Бабушка не верила в Бога, хотя часто говорила: «Прости меня грешную», мельком бросив взгляд на иконы в углу. Но это была скорее присказка. Смолоду она, может быть, и даже наверняка, была верующей, но после революции под влиянием сына-атеиста охладела к религии.

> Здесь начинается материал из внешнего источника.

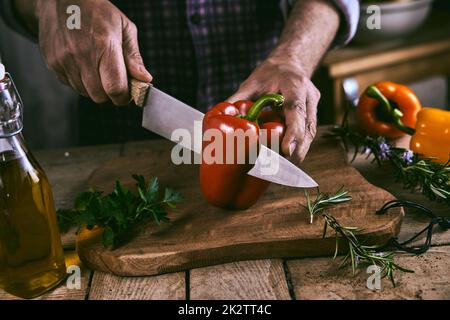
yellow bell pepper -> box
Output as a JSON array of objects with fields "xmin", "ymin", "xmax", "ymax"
[{"xmin": 410, "ymin": 108, "xmax": 450, "ymax": 163}]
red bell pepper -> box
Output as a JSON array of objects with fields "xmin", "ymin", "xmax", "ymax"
[{"xmin": 200, "ymin": 94, "xmax": 285, "ymax": 209}]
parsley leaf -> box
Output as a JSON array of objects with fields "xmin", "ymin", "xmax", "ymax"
[{"xmin": 57, "ymin": 175, "xmax": 183, "ymax": 248}]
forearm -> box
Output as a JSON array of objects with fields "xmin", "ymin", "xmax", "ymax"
[
  {"xmin": 270, "ymin": 0, "xmax": 339, "ymax": 77},
  {"xmin": 13, "ymin": 0, "xmax": 39, "ymax": 36}
]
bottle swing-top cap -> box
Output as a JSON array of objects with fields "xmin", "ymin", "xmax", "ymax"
[
  {"xmin": 0, "ymin": 63, "xmax": 23, "ymax": 138},
  {"xmin": 0, "ymin": 63, "xmax": 5, "ymax": 81}
]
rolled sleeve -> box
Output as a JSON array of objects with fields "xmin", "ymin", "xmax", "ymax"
[{"xmin": 0, "ymin": 0, "xmax": 37, "ymax": 41}]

И хотя божница с иконами в углу сохранилась в комнатах, и даже лампадки висели перед ней на позеленевших от времени цепочках, но они не зажигались, и мы никогда не видели, чтобы бабушка крестилась или ходила в церковь. Отыскав в чулане старые иконы с потемневшими ликами, бабушка помыла их и стала закрывать ими кринки с молоком, говоря на всякий случай:
– Господи, прости меня грешную.
Зато вторая наша бабушка Анна Егоровна была верующей, да ей, бывшей попадье, нельзя было не верить, не положено. С переездом ее к нам, что произошло в девятнадцатом году, в столовой, где поселилась бабушка со своей кроватью и комодом (больше, кажется, она ничего не привезла с собой из мебели), в праздники всегда теплилась лампадка. И от этого как-то особенно уютно становилось в комнате. В углу белела пышная бабушкина кровать, в простенке высился комод, из которого, несмотря на житейские перипетии в бабушкиной судьбе, так и не выветрился запах такой милый, такой знакомый нам по прежним поездкам к остроженской бабушке. Запах этот мешался с запахом пирога, который бабушка испекала по случаю праздника и который «отдыхал» на комоде в ожидании вечернего чая. Бабушка возвращалась из церкви, от вечерни, и мы все собирались у самовара. Даже бабушка Васса Симоновна по этому случаю покидала свою постель.
Когда бабушки были рядом, особенно бросалась в глаза разница в их облике и даже в одежде. Бабушка Васса сидела за столом в своем неизменном бумазейном халате, порядком застиранном и помятом. Остроженская бабушка Анна Егоровна, придя от вечерни, не спешила переодеваться в будничное. Она оставалась в черной, длинной, широкой юбке, в черной же кофточке с баской и кружевами на груди. Маленькую головку ее с гладко причесанными на прямой пробор волосами, чуть посеребренными на висках, венчала черная кружевная наколка, которая очень шла бабушке, к ее глубоким серым глазам, свежему лицу с крапчатым румянцем на щеках. Своей фигурой с высокой грудью и пышными бедрами остроженская бабушка очень напоминала просфору (недаром она много лет была просвирней!). Это сходство еще более подчеркивалось одеждой. Широченная юбка, под которой была одета не менее пышная накрахмаленная нижняя юбка, создавала впечатление нижней половины просфоры, над нею высилась вторая часть просфоры – плечи и грудь бабушки, а еще выше маленькая головка с кружевной наколкой, как печатка, которую ставят на просфоре.